In the GAO’s fiscal year 2018 audit of the IRS, the watchdog agency identified 14 new security control shortfalls relating to the tax collector’s IT security and issued 20 new recommendations.

Overall, the GAO found that the IRS had 127 unaddressed IT security recommendations from the GAO. Ninety-three of those recommendations pertain to access controls, such as authentication and encryption. Of those 93, 82 are left over from prior audits.

Eight of the 14 security shortfalls identified by the GAO relate to access management, while an additional four weaknesses pertain to configuration management. The final two shortfalls pertained to segregation of duties and a contingency plan deficiency.

The GAO said that the deficiencies it identified were not great risks, but needed to receive attention.

“We identified ongoing and new information system security control deficiencies that while not collectively considered a material weakness, were important enough to merit attention by those charged with governance of IRS and therefore represented a significant deficiency in IRS’s internal control over its financial reporting systems,” the GAO wrote.

The IRS doesn’t have several security measures meant to protect critical agency data from unauthorized use. The GAO found that the agency didn’t use multifactor authentication for access to certain agency applications, a violation of policy from the Office of Management and Budget. It also didn’t enforce requirements for electronic signatures and password resets.

The GAO also identified specific IRS shortfalls in its use of encryption to protect confidential information. The GAO report found the IRS did not encrypt certain servers, its email service, or enforce specific encrypted database connections.

In total, there are 36 open recommendations regarding identification and authentication, and 22 encryption recommendations.

The watchdog also found that the IRS wasn’t properly updating or upgrading out-of-date software and implementing “mandatory” access controls.

“Effective configuration management provides reasonable assurance that systems are operating securely and as intended,” the report found.

The IRS also did not have a sufficient contingency plan for its email, with only one person assigned to administering it, the GAO wrote.

“Without effective information system security controls, computer systems are vulnerable to human actions committed in error or with malicious intent,” the GAO wrote. “People acting with malicious intent can use their access to obtain sensitive information, commit fraud and identity theft, disrupt operations, or launch attacks against other computer systems and networks.”
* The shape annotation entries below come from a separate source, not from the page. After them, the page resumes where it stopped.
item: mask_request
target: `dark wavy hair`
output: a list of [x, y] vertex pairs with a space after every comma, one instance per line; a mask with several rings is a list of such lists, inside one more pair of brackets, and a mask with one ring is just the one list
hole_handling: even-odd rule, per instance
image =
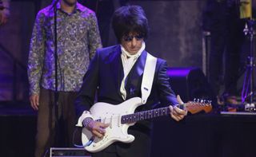
[[112, 17], [114, 34], [121, 43], [122, 37], [135, 33], [144, 39], [149, 33], [149, 26], [143, 9], [139, 6], [126, 6], [118, 8]]

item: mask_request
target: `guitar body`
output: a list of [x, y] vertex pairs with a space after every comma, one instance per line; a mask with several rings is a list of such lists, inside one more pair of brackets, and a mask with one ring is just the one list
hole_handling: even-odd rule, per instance
[[[102, 102], [94, 104], [90, 109], [94, 120], [109, 124], [109, 127], [106, 128], [105, 135], [102, 139], [94, 136], [90, 131], [83, 128], [82, 130], [82, 142], [85, 149], [94, 153], [105, 149], [117, 141], [126, 143], [131, 143], [134, 140], [134, 136], [127, 133], [130, 126], [134, 125], [139, 120], [169, 115], [171, 112], [169, 107], [164, 107], [134, 113], [135, 109], [142, 104], [140, 97], [131, 98], [117, 105]], [[176, 106], [184, 108], [192, 114], [202, 110], [209, 112], [212, 108], [210, 101], [200, 100], [194, 100], [194, 102], [189, 101]]]
[[96, 103], [90, 109], [90, 114], [94, 120], [109, 124], [106, 128], [106, 133], [102, 139], [93, 136], [90, 131], [86, 128], [82, 131], [82, 142], [85, 149], [90, 152], [98, 152], [111, 143], [120, 141], [122, 143], [131, 143], [134, 136], [128, 135], [128, 128], [134, 124], [121, 124], [121, 116], [133, 114], [137, 107], [142, 105], [140, 97], [131, 98], [120, 104], [113, 105], [107, 103]]

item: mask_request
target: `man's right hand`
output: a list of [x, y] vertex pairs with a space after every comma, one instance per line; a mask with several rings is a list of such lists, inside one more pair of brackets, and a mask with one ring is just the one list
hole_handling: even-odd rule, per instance
[[88, 124], [87, 128], [91, 131], [91, 133], [98, 138], [102, 138], [106, 133], [106, 128], [110, 124], [103, 124], [98, 121], [91, 120]]
[[30, 96], [30, 105], [34, 110], [38, 110], [39, 95], [33, 94]]

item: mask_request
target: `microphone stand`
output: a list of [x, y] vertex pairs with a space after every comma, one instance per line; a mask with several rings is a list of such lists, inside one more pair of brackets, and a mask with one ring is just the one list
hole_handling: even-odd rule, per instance
[[55, 144], [59, 144], [59, 120], [58, 120], [58, 41], [57, 41], [57, 4], [58, 0], [53, 3], [54, 13], [54, 65], [55, 65], [55, 90], [54, 90], [54, 113], [55, 113]]
[[254, 69], [255, 67], [254, 57], [254, 26], [255, 22], [248, 19], [244, 29], [245, 35], [250, 36], [250, 56], [248, 57], [248, 62], [245, 73], [245, 80], [242, 91], [242, 103], [243, 104], [246, 99], [249, 100], [248, 103], [245, 105], [245, 110], [249, 112], [255, 112], [255, 104], [254, 103]]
Last year, the IRS told the GAO that it had taken “corrective action” on 87 of 154 of the watchdog’s recommendations from previous audits. But during its audit of the 2018 fiscal year, the GAO found that the IRS had only “effectively addressed” 43 of the 87 recommendations the IRS said it had addressed.

“Financial reporting and sensitive taxpayer data on IRS computer systems will remain vulnerable until the agency addresses the deficiencies for which we previously made 107 recommendations, as well as the 20 new recommendations,” the GAO wrote.